Kenya: Five Elephants Poached in Tsavo

Author(s)

By Raphael Mwadime, The Star

Date Published
FIVE elephants have been killed at Tsavo National Park and Taita ranch.
 
Four elephants were killed at Tsavo East National park on Tuesday, the same day President Uhuru Kenyatta burned 15 tonnes of ivory to mark the World Wildlife Day.
 
“KWS rangers found two of the elephants’ tusks were removed, while the other two were found with their tusks still intact,” a source in the Kenya Wildlife Service told the Star yesterday.
 
Another elephant died at Taita ranch on Wednesday after being shot with a poisoned arrow on its hind leg.
 
Taita Ranch director Renson Dio told the Star on the phone their herders found the elephant with a swollen rear leg, struggling to walk.
 
They called KWS officers, who removed the tusks from the dead elephant.
 
“It seems the elephant was shot elsewhere and came here to drink water at the dam before it died,” Dio said.
 
He said security has improved at the ranches following the deployment of KWS rangers, Administration Police and GSU officers.
 
Anti poaching crusader Jim Nyamu expressed concern at the poaching as he tours the Tsavo ecosystem to educate the community on the dangers of poaching.
 
“The poaching crisis continues to escalate and it really gets to me every time an elephant is killed,” Nyamu posted on his Facebook wall on Thursday.
 
“I will not be deterred.
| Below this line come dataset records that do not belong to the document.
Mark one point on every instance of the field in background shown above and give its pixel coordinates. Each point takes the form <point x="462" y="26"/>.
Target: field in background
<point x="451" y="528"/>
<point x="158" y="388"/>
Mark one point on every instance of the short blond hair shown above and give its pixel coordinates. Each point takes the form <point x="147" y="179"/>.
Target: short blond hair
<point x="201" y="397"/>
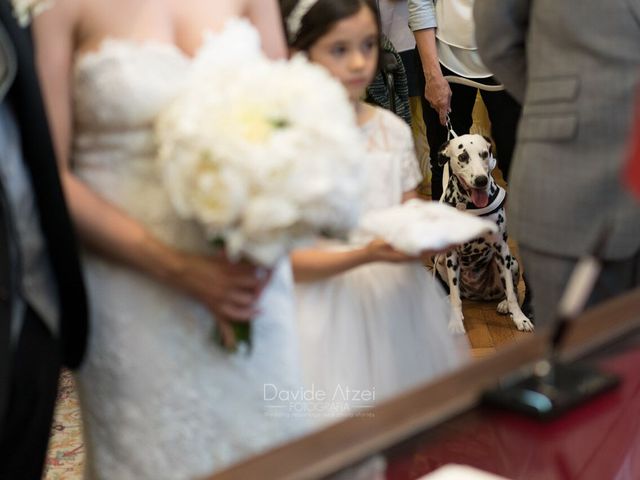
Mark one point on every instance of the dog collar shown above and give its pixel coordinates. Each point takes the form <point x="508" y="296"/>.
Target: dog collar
<point x="496" y="202"/>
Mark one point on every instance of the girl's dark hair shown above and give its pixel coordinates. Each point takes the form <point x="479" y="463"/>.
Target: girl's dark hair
<point x="322" y="17"/>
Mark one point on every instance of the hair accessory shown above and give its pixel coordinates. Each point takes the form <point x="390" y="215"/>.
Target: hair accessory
<point x="294" y="21"/>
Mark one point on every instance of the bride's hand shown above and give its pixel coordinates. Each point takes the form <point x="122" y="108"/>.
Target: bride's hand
<point x="380" y="251"/>
<point x="229" y="289"/>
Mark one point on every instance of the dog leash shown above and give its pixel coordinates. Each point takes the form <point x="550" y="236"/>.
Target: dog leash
<point x="451" y="133"/>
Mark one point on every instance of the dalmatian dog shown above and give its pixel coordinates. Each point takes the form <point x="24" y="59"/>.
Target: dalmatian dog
<point x="482" y="269"/>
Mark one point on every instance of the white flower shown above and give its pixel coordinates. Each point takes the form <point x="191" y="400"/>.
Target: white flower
<point x="263" y="154"/>
<point x="26" y="10"/>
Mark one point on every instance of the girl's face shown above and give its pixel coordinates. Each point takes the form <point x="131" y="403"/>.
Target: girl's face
<point x="350" y="51"/>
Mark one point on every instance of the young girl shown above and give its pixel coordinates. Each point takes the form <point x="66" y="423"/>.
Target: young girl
<point x="370" y="318"/>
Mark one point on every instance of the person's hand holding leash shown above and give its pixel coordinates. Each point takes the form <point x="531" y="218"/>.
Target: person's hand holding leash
<point x="438" y="93"/>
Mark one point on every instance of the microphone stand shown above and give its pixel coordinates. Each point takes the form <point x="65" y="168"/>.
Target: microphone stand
<point x="555" y="386"/>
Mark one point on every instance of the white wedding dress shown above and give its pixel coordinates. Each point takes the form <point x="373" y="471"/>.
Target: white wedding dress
<point x="160" y="399"/>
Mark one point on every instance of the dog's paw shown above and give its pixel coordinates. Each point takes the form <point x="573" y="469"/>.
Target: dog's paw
<point x="503" y="307"/>
<point x="523" y="323"/>
<point x="456" y="326"/>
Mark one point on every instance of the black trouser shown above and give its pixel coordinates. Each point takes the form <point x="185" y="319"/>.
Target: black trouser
<point x="504" y="113"/>
<point x="32" y="395"/>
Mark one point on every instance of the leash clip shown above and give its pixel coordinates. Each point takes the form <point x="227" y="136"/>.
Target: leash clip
<point x="451" y="133"/>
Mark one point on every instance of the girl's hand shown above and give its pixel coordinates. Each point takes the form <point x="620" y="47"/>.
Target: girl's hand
<point x="380" y="251"/>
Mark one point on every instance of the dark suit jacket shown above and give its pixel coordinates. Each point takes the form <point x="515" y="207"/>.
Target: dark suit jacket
<point x="25" y="98"/>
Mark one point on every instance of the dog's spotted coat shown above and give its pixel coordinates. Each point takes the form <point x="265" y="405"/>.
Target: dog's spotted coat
<point x="482" y="269"/>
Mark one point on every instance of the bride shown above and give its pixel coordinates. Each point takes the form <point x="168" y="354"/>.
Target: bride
<point x="160" y="398"/>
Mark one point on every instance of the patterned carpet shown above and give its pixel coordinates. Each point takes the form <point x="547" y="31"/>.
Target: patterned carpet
<point x="66" y="450"/>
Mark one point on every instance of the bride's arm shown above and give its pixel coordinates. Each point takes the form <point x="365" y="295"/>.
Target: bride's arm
<point x="265" y="15"/>
<point x="226" y="289"/>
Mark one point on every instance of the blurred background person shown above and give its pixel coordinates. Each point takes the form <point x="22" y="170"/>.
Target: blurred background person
<point x="444" y="33"/>
<point x="43" y="309"/>
<point x="575" y="66"/>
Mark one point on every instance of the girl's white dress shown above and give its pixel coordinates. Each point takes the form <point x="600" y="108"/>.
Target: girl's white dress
<point x="380" y="328"/>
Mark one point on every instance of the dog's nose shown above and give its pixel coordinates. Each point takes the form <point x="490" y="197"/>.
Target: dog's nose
<point x="481" y="181"/>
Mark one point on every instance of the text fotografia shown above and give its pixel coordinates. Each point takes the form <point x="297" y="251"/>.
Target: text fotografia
<point x="314" y="401"/>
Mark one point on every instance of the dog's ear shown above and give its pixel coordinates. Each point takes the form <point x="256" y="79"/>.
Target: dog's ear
<point x="443" y="154"/>
<point x="492" y="159"/>
<point x="489" y="144"/>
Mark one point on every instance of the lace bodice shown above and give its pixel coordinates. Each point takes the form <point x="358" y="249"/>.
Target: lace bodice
<point x="160" y="398"/>
<point x="118" y="92"/>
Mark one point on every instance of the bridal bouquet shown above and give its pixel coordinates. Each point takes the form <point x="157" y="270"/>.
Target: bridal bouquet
<point x="265" y="155"/>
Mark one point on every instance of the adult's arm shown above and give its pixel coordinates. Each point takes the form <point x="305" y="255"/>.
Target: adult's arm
<point x="501" y="31"/>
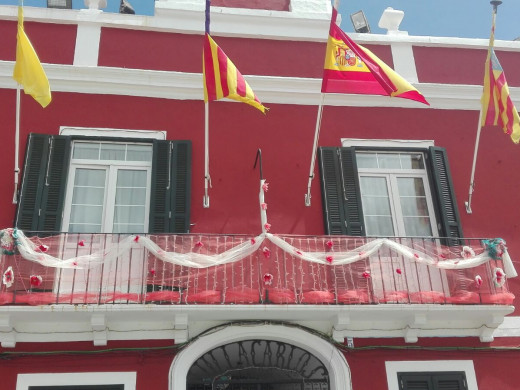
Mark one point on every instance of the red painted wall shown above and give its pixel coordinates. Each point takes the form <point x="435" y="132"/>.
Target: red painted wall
<point x="367" y="367"/>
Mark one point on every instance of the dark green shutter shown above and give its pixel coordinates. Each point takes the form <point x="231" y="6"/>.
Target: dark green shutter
<point x="448" y="213"/>
<point x="340" y="191"/>
<point x="171" y="185"/>
<point x="352" y="197"/>
<point x="432" y="380"/>
<point x="40" y="205"/>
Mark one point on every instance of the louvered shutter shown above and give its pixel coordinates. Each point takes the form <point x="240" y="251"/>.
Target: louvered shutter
<point x="40" y="206"/>
<point x="343" y="213"/>
<point x="332" y="191"/>
<point x="447" y="211"/>
<point x="352" y="196"/>
<point x="170" y="188"/>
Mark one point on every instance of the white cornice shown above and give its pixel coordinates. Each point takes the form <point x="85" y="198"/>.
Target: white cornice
<point x="99" y="324"/>
<point x="188" y="17"/>
<point x="274" y="90"/>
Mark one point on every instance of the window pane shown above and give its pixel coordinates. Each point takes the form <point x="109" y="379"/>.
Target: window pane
<point x="379" y="226"/>
<point x="389" y="160"/>
<point x="139" y="152"/>
<point x="366" y="160"/>
<point x="131" y="178"/>
<point x="412" y="161"/>
<point x="84" y="150"/>
<point x="113" y="151"/>
<point x="417" y="226"/>
<point x="411" y="186"/>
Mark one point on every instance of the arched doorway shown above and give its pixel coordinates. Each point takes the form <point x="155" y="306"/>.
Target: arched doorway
<point x="314" y="358"/>
<point x="257" y="365"/>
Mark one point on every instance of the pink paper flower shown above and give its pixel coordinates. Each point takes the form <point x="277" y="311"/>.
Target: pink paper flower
<point x="467" y="252"/>
<point x="268" y="279"/>
<point x="36" y="280"/>
<point x="8" y="278"/>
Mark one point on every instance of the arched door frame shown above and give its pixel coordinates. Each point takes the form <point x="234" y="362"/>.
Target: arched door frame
<point x="333" y="360"/>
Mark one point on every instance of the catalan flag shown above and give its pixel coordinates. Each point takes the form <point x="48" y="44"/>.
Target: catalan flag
<point x="497" y="106"/>
<point x="28" y="70"/>
<point x="351" y="68"/>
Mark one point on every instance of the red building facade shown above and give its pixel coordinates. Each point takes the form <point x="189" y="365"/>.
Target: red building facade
<point x="120" y="150"/>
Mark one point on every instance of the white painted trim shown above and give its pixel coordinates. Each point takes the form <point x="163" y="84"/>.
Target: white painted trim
<point x="128" y="379"/>
<point x="328" y="354"/>
<point x="392" y="368"/>
<point x="387" y="143"/>
<point x="115" y="133"/>
<point x="88" y="37"/>
<point x="269" y="89"/>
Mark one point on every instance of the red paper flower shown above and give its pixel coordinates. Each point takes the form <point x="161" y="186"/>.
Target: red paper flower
<point x="36" y="280"/>
<point x="8" y="277"/>
<point x="268" y="279"/>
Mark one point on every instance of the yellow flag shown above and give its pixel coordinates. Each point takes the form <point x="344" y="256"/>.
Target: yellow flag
<point x="28" y="70"/>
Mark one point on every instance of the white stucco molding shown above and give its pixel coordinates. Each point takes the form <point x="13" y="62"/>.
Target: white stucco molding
<point x="328" y="354"/>
<point x="269" y="89"/>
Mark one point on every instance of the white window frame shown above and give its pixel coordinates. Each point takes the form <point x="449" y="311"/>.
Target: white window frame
<point x="127" y="379"/>
<point x="111" y="167"/>
<point x="430" y="366"/>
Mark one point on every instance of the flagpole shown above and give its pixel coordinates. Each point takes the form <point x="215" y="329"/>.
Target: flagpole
<point x="314" y="150"/>
<point x="495" y="4"/>
<point x="16" y="145"/>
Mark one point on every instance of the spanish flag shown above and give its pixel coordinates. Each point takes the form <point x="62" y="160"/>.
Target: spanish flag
<point x="28" y="70"/>
<point x="222" y="79"/>
<point x="351" y="68"/>
<point x="497" y="106"/>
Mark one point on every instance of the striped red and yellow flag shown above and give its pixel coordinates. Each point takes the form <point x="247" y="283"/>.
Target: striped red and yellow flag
<point x="222" y="79"/>
<point x="497" y="107"/>
<point x="351" y="68"/>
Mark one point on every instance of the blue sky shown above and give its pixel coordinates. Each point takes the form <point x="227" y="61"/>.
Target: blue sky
<point x="442" y="18"/>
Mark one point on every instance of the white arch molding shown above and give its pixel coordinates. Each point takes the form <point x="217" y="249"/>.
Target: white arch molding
<point x="332" y="359"/>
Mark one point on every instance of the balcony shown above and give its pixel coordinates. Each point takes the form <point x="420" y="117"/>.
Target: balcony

I will walk until the world knows that ivory belongs to elephants.”
 
The years 2011, 2012 and 2013 witnessed the highest levels of poaching since the crisis of the 1980s.
 
KWS director general William Kiprono last month said Kenya lost 47 elephants and five rhinos to poaching in 2007, 384 and 30 in 2012, and 302 and 59 in 2013.
 
Last year, 164 elephants and 35 rhinos were poached, representing a significant decrease from previous years.
 
According to the UN Environment Program, Africa was home to an estimated 500,000 elephants but has been losing 30,000 annually to poaching.